Aktualisiert 06.01.2016 09:53

Olympia-CountdownRio-Marathon beginnt für Neuenschwander in Kenia

Marathonläuferin Maja Neuenschwander startet den Countdown für die Sommerspiele in Rio. Die Bernerin trainiert ab Mittwoch in Kenia.

von
Peter Berger

2015 war für Maja Neuenschwander «eine Traumsaison». Die 35-Jährige gewann mit dem Marathon in Wien ein grosses Rennen und lief im Herbst in Berlin mit der Schweizer Rekordzeit von 2:26 Stunden und Platz sechs mitten in die Weltspitze.
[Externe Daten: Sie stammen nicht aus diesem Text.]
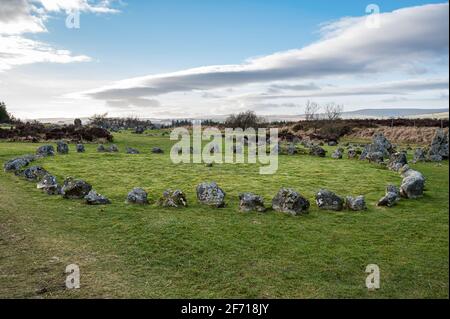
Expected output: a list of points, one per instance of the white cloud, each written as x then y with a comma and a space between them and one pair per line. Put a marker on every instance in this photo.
20, 17
406, 39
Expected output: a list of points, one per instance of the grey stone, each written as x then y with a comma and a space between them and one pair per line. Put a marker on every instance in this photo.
172, 198
397, 161
391, 197
157, 150
75, 188
113, 149
137, 196
250, 202
413, 183
292, 149
130, 150
211, 194
420, 155
332, 143
80, 148
101, 148
352, 154
439, 146
289, 201
93, 198
380, 144
317, 151
356, 203
46, 150
338, 153
62, 147
49, 184
328, 200
34, 173
18, 163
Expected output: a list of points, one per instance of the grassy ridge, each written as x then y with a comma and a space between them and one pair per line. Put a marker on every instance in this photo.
130, 251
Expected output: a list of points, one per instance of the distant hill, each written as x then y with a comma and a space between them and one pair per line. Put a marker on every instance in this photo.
363, 113
388, 113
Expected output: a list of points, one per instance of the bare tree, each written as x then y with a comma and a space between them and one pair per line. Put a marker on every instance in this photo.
333, 111
311, 110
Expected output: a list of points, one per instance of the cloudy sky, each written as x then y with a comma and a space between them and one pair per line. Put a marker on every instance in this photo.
180, 58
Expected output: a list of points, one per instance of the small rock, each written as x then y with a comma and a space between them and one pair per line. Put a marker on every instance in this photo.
46, 150
250, 202
289, 201
329, 201
211, 194
397, 161
338, 153
174, 198
391, 197
62, 147
137, 196
49, 184
413, 183
80, 148
113, 149
356, 204
93, 198
75, 188
317, 151
130, 150
101, 148
18, 163
157, 150
34, 173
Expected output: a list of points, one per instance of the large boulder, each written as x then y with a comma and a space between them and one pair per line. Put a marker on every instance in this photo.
80, 148
137, 196
94, 198
157, 150
338, 153
352, 154
62, 147
439, 147
46, 150
413, 183
34, 173
75, 188
380, 144
130, 150
316, 150
173, 198
356, 203
292, 149
211, 194
250, 202
289, 201
49, 184
397, 161
329, 201
391, 197
18, 163
113, 149
420, 155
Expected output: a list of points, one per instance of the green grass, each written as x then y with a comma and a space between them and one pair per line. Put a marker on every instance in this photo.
199, 252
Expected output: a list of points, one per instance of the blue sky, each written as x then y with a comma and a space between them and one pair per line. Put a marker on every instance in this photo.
148, 38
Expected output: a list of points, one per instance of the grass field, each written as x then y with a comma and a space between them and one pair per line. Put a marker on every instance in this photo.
199, 252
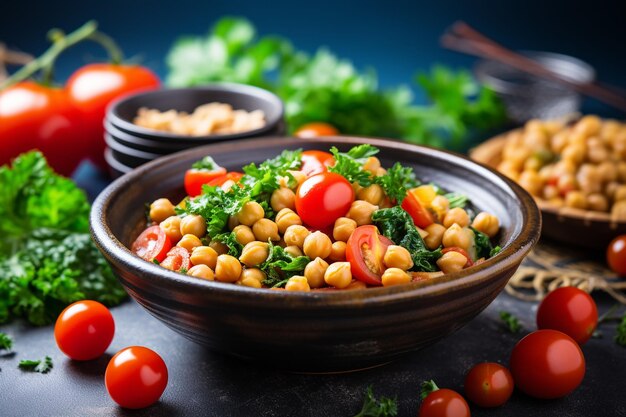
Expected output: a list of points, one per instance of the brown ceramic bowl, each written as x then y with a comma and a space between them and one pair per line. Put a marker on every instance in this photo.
326, 331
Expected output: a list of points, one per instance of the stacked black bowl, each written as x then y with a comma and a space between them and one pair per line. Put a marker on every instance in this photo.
130, 145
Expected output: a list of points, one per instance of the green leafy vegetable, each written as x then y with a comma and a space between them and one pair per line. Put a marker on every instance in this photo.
383, 407
397, 225
47, 257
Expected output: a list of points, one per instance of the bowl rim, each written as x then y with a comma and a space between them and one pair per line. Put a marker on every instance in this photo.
113, 117
511, 255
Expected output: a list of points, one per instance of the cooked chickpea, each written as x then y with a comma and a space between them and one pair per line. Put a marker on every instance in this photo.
254, 253
295, 235
486, 223
451, 262
338, 275
317, 244
201, 271
314, 272
227, 269
297, 283
395, 276
265, 229
398, 257
171, 227
283, 198
204, 255
361, 212
285, 218
343, 228
250, 213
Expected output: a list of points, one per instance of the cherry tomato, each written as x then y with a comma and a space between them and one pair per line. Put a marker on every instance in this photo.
365, 251
152, 244
616, 255
315, 129
84, 330
489, 385
92, 87
569, 310
323, 198
33, 116
136, 377
444, 403
547, 364
421, 217
196, 178
315, 162
177, 258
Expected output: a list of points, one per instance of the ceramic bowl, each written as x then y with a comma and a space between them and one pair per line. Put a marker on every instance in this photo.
325, 331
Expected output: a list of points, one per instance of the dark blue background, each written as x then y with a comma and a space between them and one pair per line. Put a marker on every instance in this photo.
395, 37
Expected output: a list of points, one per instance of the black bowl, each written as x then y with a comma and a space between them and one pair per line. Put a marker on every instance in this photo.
322, 331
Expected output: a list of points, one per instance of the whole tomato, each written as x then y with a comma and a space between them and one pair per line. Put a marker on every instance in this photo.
92, 87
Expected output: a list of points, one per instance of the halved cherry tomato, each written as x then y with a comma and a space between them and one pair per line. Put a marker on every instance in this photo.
196, 178
177, 259
315, 162
365, 251
152, 244
569, 310
323, 198
421, 217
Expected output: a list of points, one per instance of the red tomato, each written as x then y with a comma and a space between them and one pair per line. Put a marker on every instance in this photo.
489, 384
33, 116
421, 217
315, 129
84, 330
152, 244
323, 198
616, 255
177, 259
547, 364
136, 377
196, 178
569, 310
365, 251
315, 162
444, 403
92, 87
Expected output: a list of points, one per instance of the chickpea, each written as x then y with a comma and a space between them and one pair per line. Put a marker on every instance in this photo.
250, 213
297, 283
171, 227
161, 209
201, 271
243, 234
193, 225
295, 235
283, 198
265, 229
398, 257
254, 253
337, 251
486, 223
317, 244
395, 276
204, 255
314, 272
435, 235
285, 218
361, 212
189, 242
338, 275
343, 228
451, 262
456, 215
227, 269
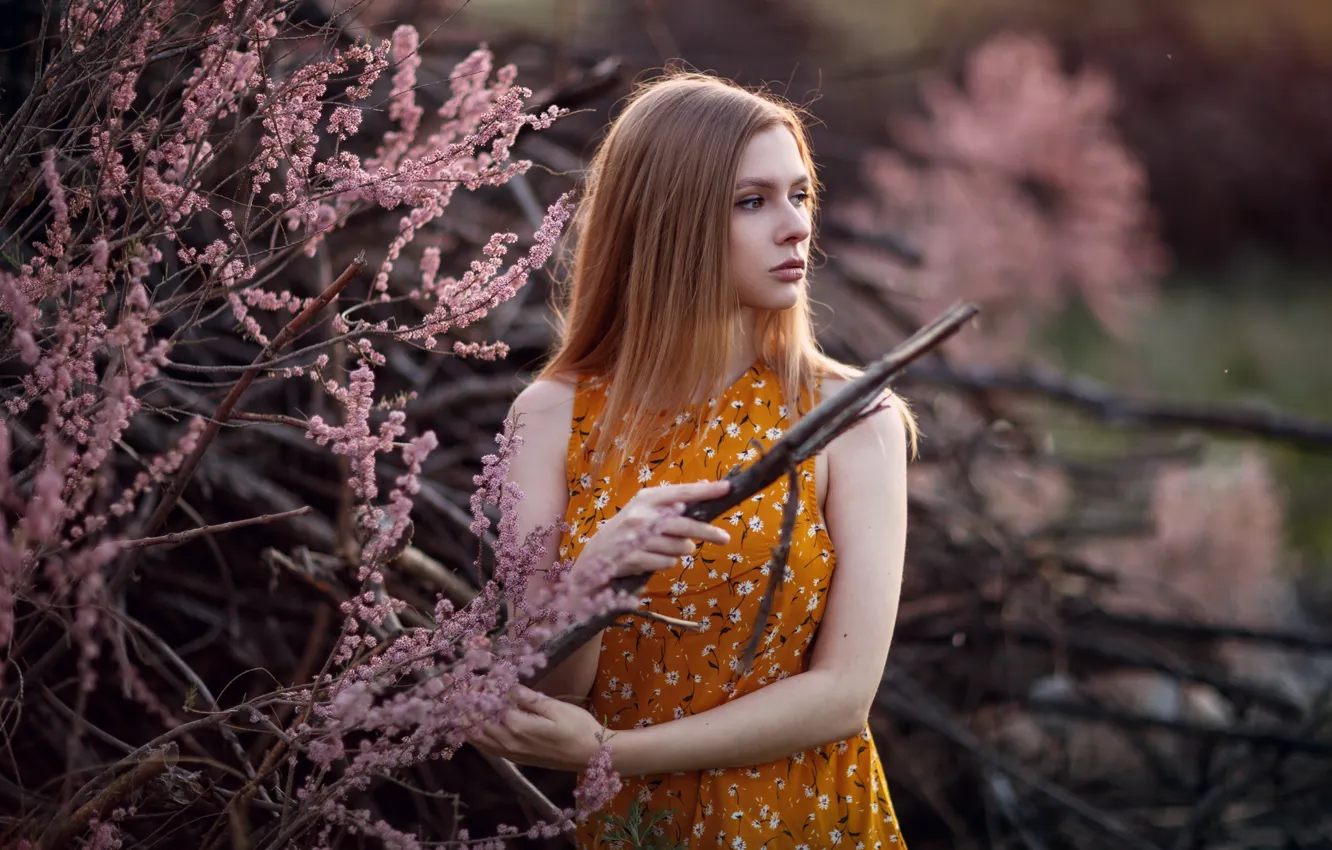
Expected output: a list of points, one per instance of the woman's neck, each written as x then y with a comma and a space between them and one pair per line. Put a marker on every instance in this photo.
743, 348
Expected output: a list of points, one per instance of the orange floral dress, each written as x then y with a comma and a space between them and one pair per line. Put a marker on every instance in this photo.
830, 796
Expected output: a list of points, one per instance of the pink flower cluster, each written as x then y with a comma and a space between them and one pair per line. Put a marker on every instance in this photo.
124, 204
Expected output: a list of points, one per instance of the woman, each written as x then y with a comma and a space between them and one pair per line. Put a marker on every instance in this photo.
686, 351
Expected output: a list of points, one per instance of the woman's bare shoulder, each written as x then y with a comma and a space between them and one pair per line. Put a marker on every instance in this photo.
545, 403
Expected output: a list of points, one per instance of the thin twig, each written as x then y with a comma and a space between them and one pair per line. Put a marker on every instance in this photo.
224, 411
179, 537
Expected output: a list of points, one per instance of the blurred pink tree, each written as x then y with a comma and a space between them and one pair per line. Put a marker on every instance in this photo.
1018, 192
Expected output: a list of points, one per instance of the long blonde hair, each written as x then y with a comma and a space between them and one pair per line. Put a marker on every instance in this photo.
649, 305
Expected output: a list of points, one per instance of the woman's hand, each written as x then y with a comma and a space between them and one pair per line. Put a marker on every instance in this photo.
674, 538
542, 732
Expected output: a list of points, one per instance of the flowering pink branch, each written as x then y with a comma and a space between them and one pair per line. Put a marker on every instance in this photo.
180, 537
177, 486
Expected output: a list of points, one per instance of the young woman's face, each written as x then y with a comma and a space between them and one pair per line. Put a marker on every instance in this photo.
770, 221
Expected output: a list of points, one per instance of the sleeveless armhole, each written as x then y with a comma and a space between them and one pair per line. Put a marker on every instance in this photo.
807, 476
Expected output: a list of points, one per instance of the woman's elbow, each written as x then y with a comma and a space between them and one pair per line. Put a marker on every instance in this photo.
855, 712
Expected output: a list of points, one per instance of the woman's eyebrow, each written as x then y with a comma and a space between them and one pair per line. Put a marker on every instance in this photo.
763, 183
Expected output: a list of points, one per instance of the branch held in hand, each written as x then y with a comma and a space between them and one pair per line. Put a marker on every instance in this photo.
806, 438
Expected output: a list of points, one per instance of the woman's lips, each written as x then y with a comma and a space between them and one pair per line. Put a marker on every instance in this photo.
791, 271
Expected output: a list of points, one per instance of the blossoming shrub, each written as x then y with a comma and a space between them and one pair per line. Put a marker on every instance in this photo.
173, 164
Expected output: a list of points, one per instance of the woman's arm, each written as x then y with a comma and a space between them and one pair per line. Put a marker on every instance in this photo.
544, 413
866, 516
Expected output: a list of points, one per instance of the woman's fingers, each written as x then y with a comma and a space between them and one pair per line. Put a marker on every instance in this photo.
675, 546
695, 529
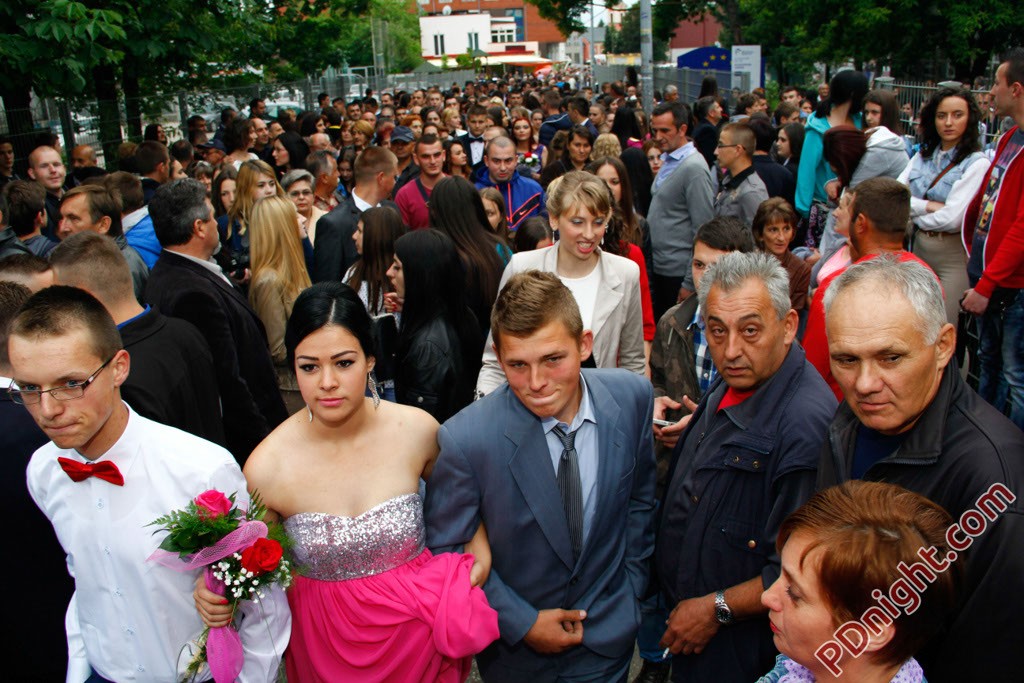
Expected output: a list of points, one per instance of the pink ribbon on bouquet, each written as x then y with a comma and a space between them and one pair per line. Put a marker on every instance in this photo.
223, 645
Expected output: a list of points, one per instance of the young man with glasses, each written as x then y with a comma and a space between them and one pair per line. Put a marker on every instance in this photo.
105, 475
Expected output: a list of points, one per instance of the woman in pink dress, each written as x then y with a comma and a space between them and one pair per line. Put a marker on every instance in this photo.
371, 602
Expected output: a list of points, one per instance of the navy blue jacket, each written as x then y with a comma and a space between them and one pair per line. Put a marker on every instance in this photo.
735, 475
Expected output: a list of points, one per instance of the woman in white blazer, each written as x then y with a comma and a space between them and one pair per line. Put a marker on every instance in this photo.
606, 287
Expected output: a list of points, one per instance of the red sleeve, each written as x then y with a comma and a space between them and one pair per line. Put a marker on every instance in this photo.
815, 342
646, 309
1005, 266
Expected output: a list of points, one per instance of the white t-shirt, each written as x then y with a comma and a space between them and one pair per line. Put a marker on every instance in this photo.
585, 291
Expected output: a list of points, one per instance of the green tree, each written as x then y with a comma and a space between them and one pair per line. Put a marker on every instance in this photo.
53, 47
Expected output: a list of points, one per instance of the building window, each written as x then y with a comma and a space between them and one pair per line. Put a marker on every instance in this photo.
503, 34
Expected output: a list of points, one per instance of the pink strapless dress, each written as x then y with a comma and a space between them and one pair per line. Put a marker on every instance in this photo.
373, 604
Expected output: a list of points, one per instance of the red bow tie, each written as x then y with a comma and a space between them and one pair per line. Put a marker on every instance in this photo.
104, 470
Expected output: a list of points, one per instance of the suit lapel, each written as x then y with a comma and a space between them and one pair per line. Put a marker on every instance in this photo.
206, 272
609, 294
530, 467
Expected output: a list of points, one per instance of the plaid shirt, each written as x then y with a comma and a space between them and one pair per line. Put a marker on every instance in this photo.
705, 366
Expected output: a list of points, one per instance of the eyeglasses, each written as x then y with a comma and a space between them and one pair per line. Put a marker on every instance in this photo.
69, 391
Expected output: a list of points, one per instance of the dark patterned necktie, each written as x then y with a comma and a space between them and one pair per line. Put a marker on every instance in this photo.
570, 488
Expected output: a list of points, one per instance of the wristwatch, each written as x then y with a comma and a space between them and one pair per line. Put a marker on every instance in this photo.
722, 612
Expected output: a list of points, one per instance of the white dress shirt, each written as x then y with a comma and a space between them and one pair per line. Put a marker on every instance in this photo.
131, 620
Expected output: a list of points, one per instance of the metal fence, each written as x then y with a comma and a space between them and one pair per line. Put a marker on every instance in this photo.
686, 80
78, 122
912, 95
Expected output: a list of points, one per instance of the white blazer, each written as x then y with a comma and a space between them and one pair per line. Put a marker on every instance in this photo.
617, 324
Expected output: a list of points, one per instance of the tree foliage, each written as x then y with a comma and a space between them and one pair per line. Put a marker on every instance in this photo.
627, 39
913, 37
«Der nächste Traum ist am 14. August in Rio. Ich freue mich auf diese Herausforderung», beschreibt Neuenschwander ihre Ziele für das neue Jahr. Sie ist zwar noch nicht ­selektioniert, hat das Ticket für die Olympischen Spiele in Brasilien aber praktisch in der ­Tasche. Um für das Highlight gerüstet zu sein, begibt sich die Bernerin ab Mittwoch zum dritten Mal nach Kenia ins Trainingslager. In der Laufhochburg Iten logiert sie jedoch nicht in einer Hütte, sondern in einem Hotel. «Ich nehme damit jeweils die Variante ‹Kenia für Einsteiger› mit einem gewissen Komfort», sagt Neuenschwander. Für umgerechnet 10 Franken Gage sucht sie sich vor Ort kenianische Trainingskollegen. Ansonsten trainiert sie alleine. Nach dem Afrika-Abstecher steht am 28. Februar der Tokio-Marathon auf dem Programm.

Rang 53 in London

Es wird der letzte Marathon sein vor Rio. Geplant ist am 10. Juli noch der EM-Halbmarathon in Amsterdam. Trotz der Erfolge und Fortschritte im letzten Jahr gibt sich Neuenschwander für das Olympia-Rennen keinen Illusionen hin. In London belegte sie vor vier Jahren bei ihrer Olympia-Premiere Rang 53. «Damals qualifizierte ich mich erst in der Schlussphase. Jetzt habe ich mehr Gewissheit.» Trotzdem erwähnt sie das Wort Medaille nicht. «Das wäre vermessen. Wenn mir ein Effort gelingt, stehe ich vielleicht bei Rang 20. Denn die Weltspitze bei den Frauen läuft 2:20.»

Ob diese Zeit auch für sie realisierbar ist, weiss sie nicht. «Das ist das Schöne: Man weiss nicht, wozu man fähig ist. Als ich vor neun Jahren mit Marathons begann, lief ich 2:44. Dass ich mich um 18 Minuten verbessern könnte, war für mich damals undenkbar.» Sicher ist: Neuenschwander läuft auch nach Rio weiter. «Meine Vision ist der EM-Marathon 2018 in Berlin.»

Deine Meinung

Fehler gefunden?Jetzt melden.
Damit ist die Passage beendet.